Back to Guides

Cleaning Messy Data: I Turned 200 Junk Files into Gold in 10 Mins

2026-01-23 Akhil from Real Examples
Cleaning Messy Data: I Turned 200 Junk Files into Gold in 10 Mins

I opened my "scraped_data" folder yesterday and almost deleted the whole thing.

It was a graveyard of 200 text files I’d collected over the last year - notes, copy-pasted articles, half-finished ideas. I wanted to turn them into the "Blueprints" you see on this site.

> TL;DR: I had 200 messy files that needed to be cleaned up. Instead of writing a complex code script, I just wrote a simple "Memo" in English telling the AI what I wanted. It read the memo and fixed all 200 files in minutes. English is the new coding language.

But the data was garbage.

Some files used "Goal:" headings. Others used "Objective:". Some were just random bullet points.

To fix this the "right" way, a developer would write a Python script using Regex.

If you’ve never seen Regex, it looks like this: ^([a-z0-9_\.-]+)@([\da-z\.-]+)\.([a-z\.]{2,6})$.

Yeah.

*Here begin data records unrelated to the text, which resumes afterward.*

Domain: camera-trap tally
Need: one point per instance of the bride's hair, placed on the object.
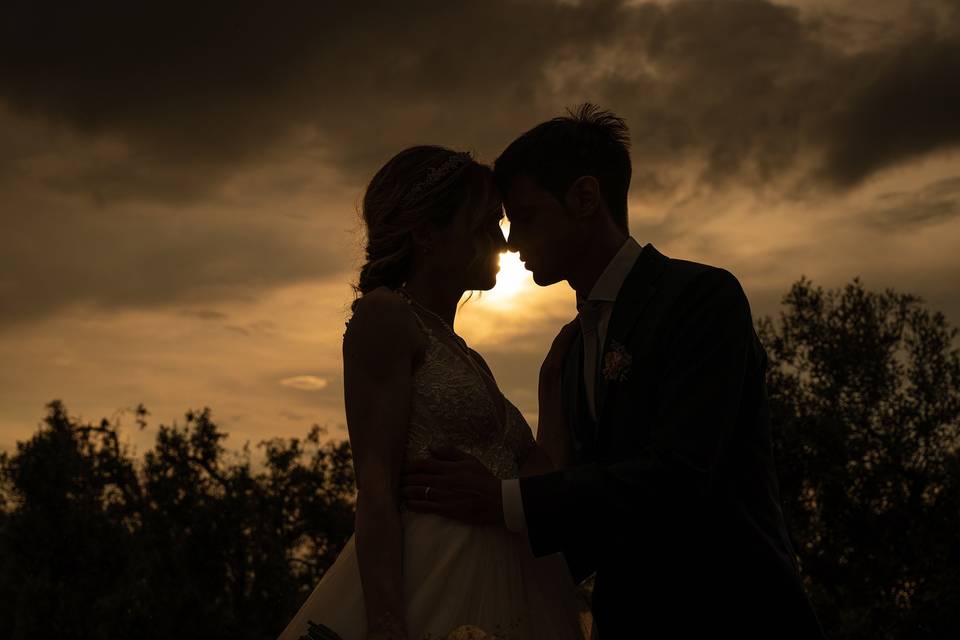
(423, 184)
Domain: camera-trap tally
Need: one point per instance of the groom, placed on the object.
(671, 496)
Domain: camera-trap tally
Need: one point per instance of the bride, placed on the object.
(412, 384)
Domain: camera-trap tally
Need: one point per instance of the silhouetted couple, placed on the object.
(652, 466)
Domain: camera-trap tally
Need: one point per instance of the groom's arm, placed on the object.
(699, 398)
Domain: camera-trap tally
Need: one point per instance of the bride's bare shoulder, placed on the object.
(382, 322)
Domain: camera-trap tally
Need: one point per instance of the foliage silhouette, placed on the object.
(865, 401)
(186, 544)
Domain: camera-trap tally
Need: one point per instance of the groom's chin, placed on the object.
(544, 279)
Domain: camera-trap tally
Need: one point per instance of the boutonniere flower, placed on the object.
(616, 362)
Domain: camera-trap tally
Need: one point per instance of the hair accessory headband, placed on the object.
(436, 175)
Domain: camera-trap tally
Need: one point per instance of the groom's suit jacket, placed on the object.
(673, 497)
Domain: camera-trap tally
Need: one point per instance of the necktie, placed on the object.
(589, 323)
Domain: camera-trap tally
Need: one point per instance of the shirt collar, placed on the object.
(607, 286)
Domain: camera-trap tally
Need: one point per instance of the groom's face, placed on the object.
(542, 230)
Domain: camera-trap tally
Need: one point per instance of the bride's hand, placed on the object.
(553, 363)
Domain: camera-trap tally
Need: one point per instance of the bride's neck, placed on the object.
(437, 298)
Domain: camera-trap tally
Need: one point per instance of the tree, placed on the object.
(865, 400)
(185, 544)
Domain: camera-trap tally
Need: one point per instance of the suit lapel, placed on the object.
(633, 297)
(572, 381)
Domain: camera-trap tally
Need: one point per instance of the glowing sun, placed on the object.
(513, 277)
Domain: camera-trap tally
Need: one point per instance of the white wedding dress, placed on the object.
(456, 574)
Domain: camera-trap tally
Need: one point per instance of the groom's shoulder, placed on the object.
(704, 282)
(698, 274)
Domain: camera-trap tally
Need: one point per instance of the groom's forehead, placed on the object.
(524, 194)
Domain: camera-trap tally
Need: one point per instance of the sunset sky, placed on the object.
(179, 185)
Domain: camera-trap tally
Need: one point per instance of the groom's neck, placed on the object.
(594, 259)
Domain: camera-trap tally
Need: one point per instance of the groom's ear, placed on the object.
(583, 196)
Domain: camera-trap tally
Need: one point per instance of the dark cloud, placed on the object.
(748, 86)
(55, 255)
(122, 125)
(934, 203)
(906, 104)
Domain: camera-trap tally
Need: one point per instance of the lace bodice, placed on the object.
(453, 406)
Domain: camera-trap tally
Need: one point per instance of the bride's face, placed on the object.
(468, 250)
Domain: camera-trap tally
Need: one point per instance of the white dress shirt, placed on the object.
(604, 294)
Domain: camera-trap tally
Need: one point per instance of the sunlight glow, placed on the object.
(513, 279)
(513, 276)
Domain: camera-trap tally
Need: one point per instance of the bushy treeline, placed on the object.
(189, 542)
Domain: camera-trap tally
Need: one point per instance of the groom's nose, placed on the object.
(511, 242)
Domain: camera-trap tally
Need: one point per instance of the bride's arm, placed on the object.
(379, 348)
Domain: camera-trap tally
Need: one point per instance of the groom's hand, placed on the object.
(460, 487)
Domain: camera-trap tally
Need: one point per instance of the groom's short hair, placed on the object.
(588, 142)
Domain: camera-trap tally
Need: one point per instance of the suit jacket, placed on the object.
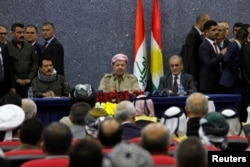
(166, 83)
(245, 67)
(130, 131)
(56, 52)
(231, 65)
(209, 68)
(189, 53)
(9, 79)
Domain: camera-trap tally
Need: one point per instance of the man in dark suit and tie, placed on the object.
(171, 81)
(52, 47)
(210, 58)
(7, 79)
(190, 48)
(230, 80)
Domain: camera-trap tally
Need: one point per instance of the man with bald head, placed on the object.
(155, 138)
(110, 133)
(125, 114)
(196, 107)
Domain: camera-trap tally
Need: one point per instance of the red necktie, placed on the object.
(175, 87)
(216, 48)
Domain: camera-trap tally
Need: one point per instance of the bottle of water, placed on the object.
(30, 93)
(181, 90)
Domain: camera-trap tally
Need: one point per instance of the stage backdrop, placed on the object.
(92, 31)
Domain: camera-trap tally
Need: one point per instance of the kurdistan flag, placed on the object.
(156, 47)
(140, 57)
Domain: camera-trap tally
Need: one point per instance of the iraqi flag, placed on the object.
(156, 47)
(140, 56)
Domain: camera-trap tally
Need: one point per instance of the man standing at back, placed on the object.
(210, 60)
(52, 47)
(24, 59)
(191, 46)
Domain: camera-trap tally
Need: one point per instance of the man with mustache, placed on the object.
(48, 83)
(24, 59)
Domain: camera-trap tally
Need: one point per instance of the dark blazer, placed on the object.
(231, 65)
(245, 67)
(209, 68)
(56, 52)
(130, 131)
(166, 83)
(189, 53)
(9, 79)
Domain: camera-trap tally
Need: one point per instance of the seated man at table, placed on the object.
(172, 81)
(48, 83)
(119, 80)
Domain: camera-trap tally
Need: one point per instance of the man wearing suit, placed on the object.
(191, 46)
(210, 58)
(230, 80)
(52, 47)
(7, 83)
(31, 35)
(168, 82)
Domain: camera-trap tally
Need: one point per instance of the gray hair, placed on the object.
(29, 107)
(124, 111)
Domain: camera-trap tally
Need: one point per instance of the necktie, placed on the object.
(1, 66)
(45, 45)
(216, 48)
(175, 87)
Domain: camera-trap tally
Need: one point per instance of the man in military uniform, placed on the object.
(119, 81)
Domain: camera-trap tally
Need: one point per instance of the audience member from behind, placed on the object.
(196, 107)
(156, 138)
(172, 81)
(213, 129)
(175, 120)
(48, 83)
(30, 134)
(235, 126)
(29, 107)
(56, 142)
(7, 78)
(86, 152)
(119, 80)
(3, 34)
(191, 152)
(144, 110)
(125, 114)
(81, 93)
(128, 155)
(11, 98)
(12, 116)
(77, 115)
(110, 133)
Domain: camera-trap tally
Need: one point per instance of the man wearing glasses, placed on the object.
(3, 34)
(172, 81)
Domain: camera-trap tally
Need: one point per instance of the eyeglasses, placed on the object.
(3, 33)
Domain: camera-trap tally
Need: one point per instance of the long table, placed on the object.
(53, 109)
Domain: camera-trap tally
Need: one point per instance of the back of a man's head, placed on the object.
(155, 138)
(86, 152)
(57, 139)
(110, 133)
(191, 152)
(78, 112)
(124, 111)
(11, 98)
(31, 131)
(196, 105)
(29, 108)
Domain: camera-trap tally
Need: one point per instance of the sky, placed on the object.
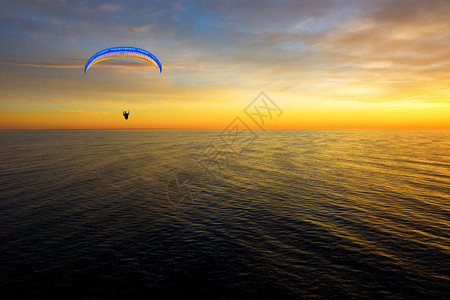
(324, 63)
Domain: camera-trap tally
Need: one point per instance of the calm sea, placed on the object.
(159, 214)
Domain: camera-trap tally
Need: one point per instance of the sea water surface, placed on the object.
(320, 214)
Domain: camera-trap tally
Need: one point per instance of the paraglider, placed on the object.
(123, 52)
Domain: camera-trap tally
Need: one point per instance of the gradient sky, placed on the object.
(326, 64)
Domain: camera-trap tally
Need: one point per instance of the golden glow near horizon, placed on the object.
(327, 64)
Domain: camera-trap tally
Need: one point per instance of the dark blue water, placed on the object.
(298, 214)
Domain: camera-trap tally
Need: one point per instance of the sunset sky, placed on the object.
(326, 64)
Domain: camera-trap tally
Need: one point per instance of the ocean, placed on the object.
(274, 214)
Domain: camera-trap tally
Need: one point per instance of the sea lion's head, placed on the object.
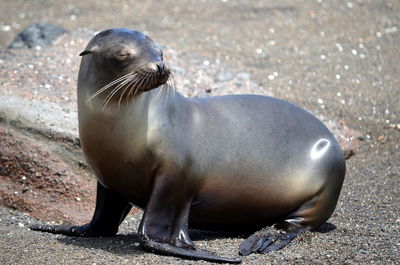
(122, 63)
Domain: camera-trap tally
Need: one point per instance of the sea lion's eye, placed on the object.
(123, 56)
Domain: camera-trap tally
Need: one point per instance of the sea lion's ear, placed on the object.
(88, 51)
(85, 52)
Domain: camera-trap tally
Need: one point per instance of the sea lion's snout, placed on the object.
(162, 71)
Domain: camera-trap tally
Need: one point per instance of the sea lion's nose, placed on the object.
(161, 67)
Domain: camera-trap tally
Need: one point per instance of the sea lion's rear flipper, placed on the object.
(164, 225)
(110, 211)
(270, 239)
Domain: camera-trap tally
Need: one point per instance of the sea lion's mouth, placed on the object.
(133, 83)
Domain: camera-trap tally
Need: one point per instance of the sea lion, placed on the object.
(237, 162)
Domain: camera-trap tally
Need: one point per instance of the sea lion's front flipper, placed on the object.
(164, 225)
(270, 239)
(110, 211)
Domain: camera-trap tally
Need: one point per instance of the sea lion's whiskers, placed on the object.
(113, 92)
(122, 94)
(101, 90)
(131, 87)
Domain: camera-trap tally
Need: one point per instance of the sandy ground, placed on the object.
(338, 59)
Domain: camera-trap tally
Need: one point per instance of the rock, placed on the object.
(223, 77)
(38, 34)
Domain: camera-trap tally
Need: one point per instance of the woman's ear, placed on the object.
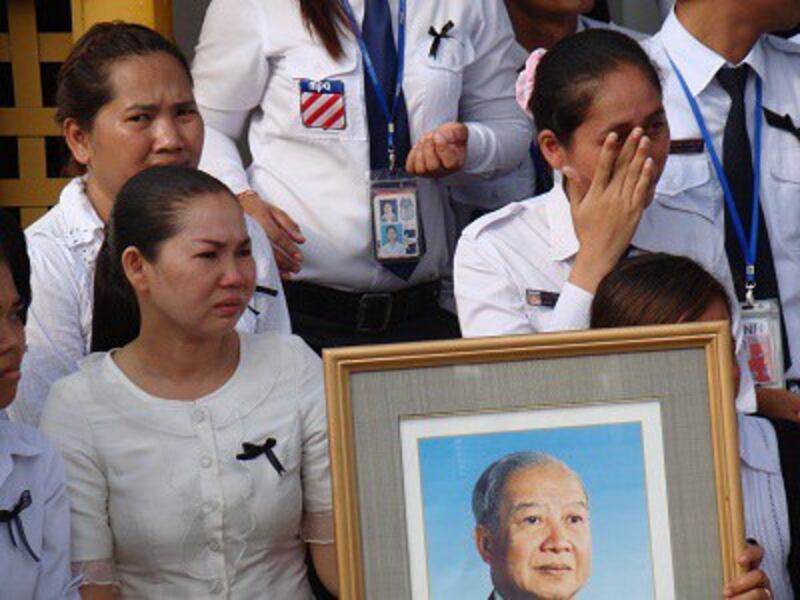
(551, 149)
(134, 267)
(77, 140)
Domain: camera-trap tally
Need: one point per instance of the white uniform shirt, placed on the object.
(695, 187)
(253, 54)
(505, 260)
(155, 485)
(28, 461)
(520, 183)
(63, 247)
(766, 515)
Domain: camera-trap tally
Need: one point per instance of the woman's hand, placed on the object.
(778, 404)
(281, 230)
(439, 153)
(753, 585)
(607, 215)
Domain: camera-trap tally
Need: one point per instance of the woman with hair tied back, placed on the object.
(196, 455)
(659, 289)
(124, 102)
(534, 266)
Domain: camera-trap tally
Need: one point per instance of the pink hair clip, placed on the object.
(527, 78)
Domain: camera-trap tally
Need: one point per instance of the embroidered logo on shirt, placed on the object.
(686, 146)
(541, 298)
(322, 104)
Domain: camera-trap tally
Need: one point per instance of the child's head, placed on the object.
(659, 289)
(589, 85)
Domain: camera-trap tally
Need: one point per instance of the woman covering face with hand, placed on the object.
(125, 102)
(34, 509)
(196, 455)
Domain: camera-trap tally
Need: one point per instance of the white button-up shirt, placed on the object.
(252, 56)
(690, 183)
(158, 489)
(29, 462)
(505, 260)
(63, 247)
(766, 516)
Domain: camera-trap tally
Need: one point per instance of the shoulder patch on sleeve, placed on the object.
(782, 45)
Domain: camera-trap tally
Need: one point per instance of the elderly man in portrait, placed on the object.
(532, 528)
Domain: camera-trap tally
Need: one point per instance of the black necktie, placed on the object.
(737, 160)
(379, 39)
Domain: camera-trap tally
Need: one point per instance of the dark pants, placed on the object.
(325, 332)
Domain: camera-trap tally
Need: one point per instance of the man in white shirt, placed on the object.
(699, 39)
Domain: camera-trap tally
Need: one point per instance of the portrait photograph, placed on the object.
(523, 503)
(590, 465)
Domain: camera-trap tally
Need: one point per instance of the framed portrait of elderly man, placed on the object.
(593, 465)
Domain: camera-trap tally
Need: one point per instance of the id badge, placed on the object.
(761, 324)
(396, 220)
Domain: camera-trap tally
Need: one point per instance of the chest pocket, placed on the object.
(689, 185)
(783, 195)
(329, 96)
(441, 79)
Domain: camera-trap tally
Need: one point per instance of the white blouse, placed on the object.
(63, 247)
(28, 462)
(156, 486)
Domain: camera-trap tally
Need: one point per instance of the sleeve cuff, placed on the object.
(573, 309)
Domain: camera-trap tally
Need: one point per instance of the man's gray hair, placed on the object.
(488, 492)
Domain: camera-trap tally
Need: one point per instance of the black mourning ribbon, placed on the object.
(437, 37)
(12, 518)
(262, 289)
(253, 451)
(783, 122)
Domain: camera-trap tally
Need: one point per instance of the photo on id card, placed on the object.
(396, 226)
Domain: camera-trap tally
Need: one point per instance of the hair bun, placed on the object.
(527, 79)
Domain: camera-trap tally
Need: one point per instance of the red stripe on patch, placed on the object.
(323, 109)
(309, 101)
(332, 121)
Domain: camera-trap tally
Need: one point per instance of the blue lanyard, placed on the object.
(749, 247)
(373, 76)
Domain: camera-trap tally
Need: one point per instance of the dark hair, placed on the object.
(569, 74)
(83, 86)
(14, 253)
(145, 214)
(324, 18)
(655, 289)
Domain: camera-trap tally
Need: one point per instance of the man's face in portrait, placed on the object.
(542, 549)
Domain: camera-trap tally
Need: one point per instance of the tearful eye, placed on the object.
(575, 519)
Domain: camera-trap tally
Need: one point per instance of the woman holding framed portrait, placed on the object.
(660, 289)
(534, 266)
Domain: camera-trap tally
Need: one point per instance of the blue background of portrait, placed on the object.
(610, 461)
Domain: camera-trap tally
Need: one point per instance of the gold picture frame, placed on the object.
(371, 389)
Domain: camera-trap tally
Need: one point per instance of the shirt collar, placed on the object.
(14, 441)
(563, 240)
(698, 63)
(758, 445)
(82, 221)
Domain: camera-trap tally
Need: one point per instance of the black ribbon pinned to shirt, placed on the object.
(262, 289)
(782, 122)
(12, 518)
(438, 36)
(253, 451)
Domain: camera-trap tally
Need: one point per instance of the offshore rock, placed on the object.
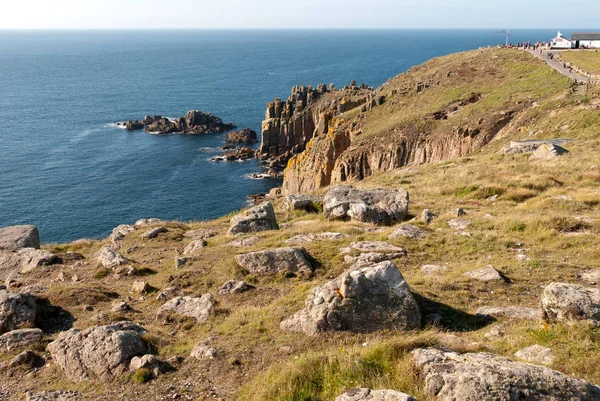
(17, 237)
(255, 219)
(101, 352)
(378, 206)
(363, 299)
(451, 376)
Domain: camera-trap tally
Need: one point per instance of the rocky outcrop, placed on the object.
(451, 376)
(273, 261)
(366, 394)
(17, 311)
(197, 308)
(570, 302)
(377, 206)
(245, 136)
(363, 299)
(17, 237)
(101, 352)
(20, 338)
(255, 219)
(194, 122)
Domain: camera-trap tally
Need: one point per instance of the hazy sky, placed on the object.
(104, 14)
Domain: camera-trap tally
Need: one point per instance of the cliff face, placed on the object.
(446, 108)
(289, 125)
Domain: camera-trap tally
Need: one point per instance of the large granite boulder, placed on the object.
(273, 261)
(378, 206)
(20, 338)
(17, 311)
(366, 394)
(101, 352)
(255, 219)
(197, 308)
(245, 136)
(18, 237)
(362, 299)
(450, 376)
(568, 302)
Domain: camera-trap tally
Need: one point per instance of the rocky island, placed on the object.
(434, 239)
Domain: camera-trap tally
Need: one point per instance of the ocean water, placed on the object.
(65, 166)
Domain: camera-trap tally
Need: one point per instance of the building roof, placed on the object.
(586, 36)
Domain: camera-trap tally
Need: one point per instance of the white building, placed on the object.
(586, 40)
(560, 42)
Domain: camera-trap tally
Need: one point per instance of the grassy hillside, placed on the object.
(551, 208)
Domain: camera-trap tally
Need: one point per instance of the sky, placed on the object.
(314, 14)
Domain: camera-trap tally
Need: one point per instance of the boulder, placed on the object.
(18, 237)
(17, 311)
(203, 351)
(20, 338)
(510, 312)
(487, 273)
(245, 136)
(197, 308)
(451, 376)
(363, 299)
(151, 234)
(273, 261)
(233, 287)
(194, 246)
(32, 258)
(548, 152)
(569, 302)
(109, 257)
(308, 203)
(366, 394)
(378, 206)
(101, 352)
(407, 231)
(255, 219)
(536, 354)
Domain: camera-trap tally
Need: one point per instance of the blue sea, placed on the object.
(67, 168)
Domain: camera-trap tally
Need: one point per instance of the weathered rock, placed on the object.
(197, 308)
(427, 216)
(308, 203)
(459, 224)
(109, 257)
(233, 287)
(53, 396)
(536, 354)
(120, 232)
(372, 246)
(273, 261)
(510, 312)
(487, 273)
(194, 246)
(101, 352)
(17, 311)
(432, 269)
(151, 234)
(18, 237)
(364, 299)
(203, 351)
(366, 394)
(548, 152)
(451, 376)
(255, 219)
(32, 258)
(20, 338)
(407, 231)
(568, 302)
(378, 206)
(244, 136)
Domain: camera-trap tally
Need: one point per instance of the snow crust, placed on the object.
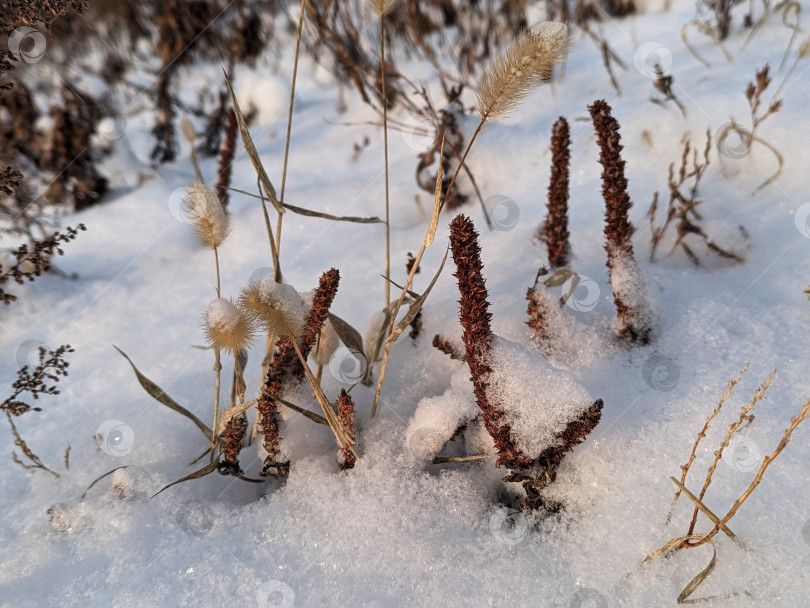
(538, 400)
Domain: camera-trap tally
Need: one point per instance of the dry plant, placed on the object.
(682, 209)
(534, 472)
(633, 321)
(554, 230)
(720, 524)
(278, 310)
(31, 260)
(502, 87)
(759, 112)
(41, 380)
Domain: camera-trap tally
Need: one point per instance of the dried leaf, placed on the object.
(206, 470)
(320, 214)
(417, 305)
(250, 148)
(347, 334)
(559, 277)
(158, 394)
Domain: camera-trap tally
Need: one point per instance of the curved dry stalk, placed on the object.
(744, 133)
(344, 441)
(794, 422)
(733, 428)
(280, 210)
(381, 8)
(702, 434)
(426, 242)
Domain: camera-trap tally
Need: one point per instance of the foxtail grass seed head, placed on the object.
(227, 328)
(525, 64)
(277, 307)
(206, 214)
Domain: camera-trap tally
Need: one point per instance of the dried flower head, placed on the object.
(277, 307)
(227, 327)
(346, 414)
(206, 214)
(525, 64)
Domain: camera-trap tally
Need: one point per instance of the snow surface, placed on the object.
(390, 532)
(539, 400)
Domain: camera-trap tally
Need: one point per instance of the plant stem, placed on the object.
(287, 141)
(463, 158)
(216, 262)
(385, 145)
(218, 370)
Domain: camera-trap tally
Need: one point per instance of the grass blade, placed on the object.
(326, 216)
(160, 395)
(206, 470)
(347, 334)
(250, 148)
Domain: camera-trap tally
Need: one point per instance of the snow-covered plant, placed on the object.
(554, 231)
(634, 315)
(281, 308)
(533, 413)
(227, 328)
(276, 307)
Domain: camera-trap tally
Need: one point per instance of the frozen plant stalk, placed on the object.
(633, 320)
(532, 463)
(556, 226)
(345, 407)
(477, 336)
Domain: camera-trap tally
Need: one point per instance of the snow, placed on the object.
(539, 400)
(393, 531)
(436, 419)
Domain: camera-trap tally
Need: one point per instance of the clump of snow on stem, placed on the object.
(539, 401)
(438, 418)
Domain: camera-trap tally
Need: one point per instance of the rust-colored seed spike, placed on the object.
(556, 226)
(477, 335)
(273, 387)
(234, 436)
(618, 230)
(321, 303)
(345, 407)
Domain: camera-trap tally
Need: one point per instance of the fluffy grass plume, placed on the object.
(525, 64)
(206, 214)
(226, 327)
(275, 306)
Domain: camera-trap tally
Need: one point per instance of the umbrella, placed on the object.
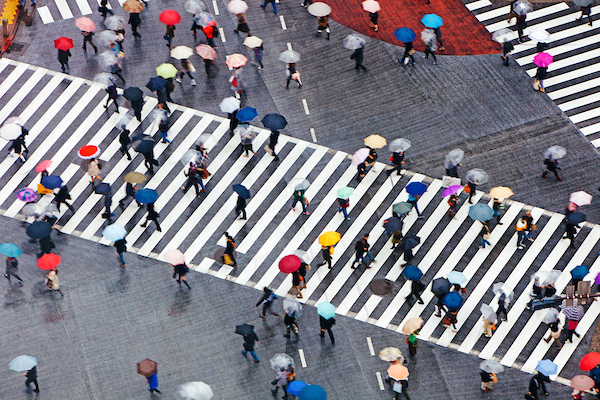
(26, 194)
(398, 372)
(290, 56)
(274, 122)
(453, 301)
(281, 361)
(352, 42)
(319, 9)
(63, 43)
(88, 152)
(195, 391)
(48, 261)
(481, 212)
(169, 17)
(207, 52)
(312, 392)
(114, 232)
(491, 366)
(236, 60)
(412, 325)
(542, 59)
(246, 114)
(360, 155)
(453, 158)
(86, 24)
(241, 191)
(146, 196)
(402, 208)
(252, 41)
(580, 198)
(405, 35)
(52, 181)
(22, 363)
(477, 176)
(400, 145)
(589, 361)
(432, 21)
(39, 229)
(329, 238)
(390, 354)
(10, 250)
(156, 83)
(547, 367)
(412, 273)
(237, 7)
(416, 188)
(289, 264)
(449, 191)
(326, 310)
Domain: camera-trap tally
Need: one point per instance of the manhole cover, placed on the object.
(381, 287)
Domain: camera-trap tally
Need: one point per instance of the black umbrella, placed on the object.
(39, 230)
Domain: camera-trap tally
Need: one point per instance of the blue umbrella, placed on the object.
(412, 273)
(405, 35)
(453, 301)
(432, 21)
(481, 212)
(146, 196)
(416, 188)
(246, 114)
(10, 250)
(52, 181)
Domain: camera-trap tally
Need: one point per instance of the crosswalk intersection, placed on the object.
(64, 113)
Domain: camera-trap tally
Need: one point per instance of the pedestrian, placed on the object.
(151, 216)
(88, 38)
(12, 269)
(32, 378)
(326, 325)
(266, 301)
(358, 57)
(186, 68)
(361, 247)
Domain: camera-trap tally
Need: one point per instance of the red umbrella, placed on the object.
(289, 264)
(589, 361)
(170, 17)
(63, 43)
(48, 261)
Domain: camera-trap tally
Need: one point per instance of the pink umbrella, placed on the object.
(542, 59)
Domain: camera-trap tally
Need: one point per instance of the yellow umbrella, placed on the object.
(329, 238)
(375, 141)
(501, 192)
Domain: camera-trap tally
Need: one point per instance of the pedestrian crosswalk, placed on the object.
(574, 77)
(64, 113)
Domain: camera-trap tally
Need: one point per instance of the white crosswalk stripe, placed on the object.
(66, 113)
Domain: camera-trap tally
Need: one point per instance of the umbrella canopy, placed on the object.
(241, 191)
(290, 56)
(412, 273)
(39, 229)
(481, 212)
(326, 310)
(405, 35)
(48, 261)
(147, 367)
(360, 155)
(274, 122)
(412, 325)
(289, 264)
(319, 9)
(329, 238)
(22, 363)
(10, 250)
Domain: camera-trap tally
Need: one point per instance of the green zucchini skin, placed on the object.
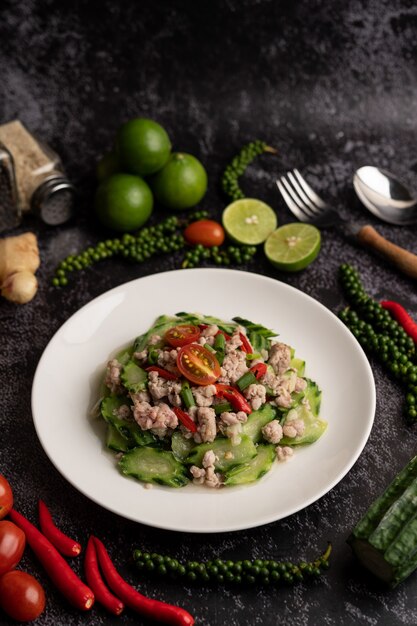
(254, 469)
(385, 539)
(152, 465)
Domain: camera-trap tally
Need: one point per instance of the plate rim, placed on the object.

No thanks.

I am not learning that just to clean up some text files.

Prompt Engineering > Coding

Instead of writing code, I tried something dumb. I treated the AI like an intern.

I created a new file called MIGRATION_GUIDE.md and just... wrote in English.

I literally put:

> "Hey, look at this messy file. I want you to find the title (it's usually the first line) and the goal. Then rewrite the whole thing so it looks like this clean example below."

Then I ran the command:

> *"Read the guide. Then go through every file in the folder and fix them."*

It Actually Worked

I watched the terminal as it chewed through the files.

It was kinda spooky.

  • It found typos I missed ("Obejctive") and fixed them.
  • It guessed the category of the blueprint based on the text (tagging sales stuff as "Sales" and code stuff as "Engineering").
  • It formatted everything into perfect Markdown.
  • A rigid script would have choked on half these files. The AI just "got it."

    Why I'm Writing This

    I talk to a lot of founders who are sitting on piles of messy data - customer feedback, old leads, meeting notes. They think they need to hire a data scientist to clean it up.

    You don't. You just need to write a good set of instructions.

    We're at a weird point in tech where writing a polite memo to a computer is more effective than writing actual code. I'm here for it.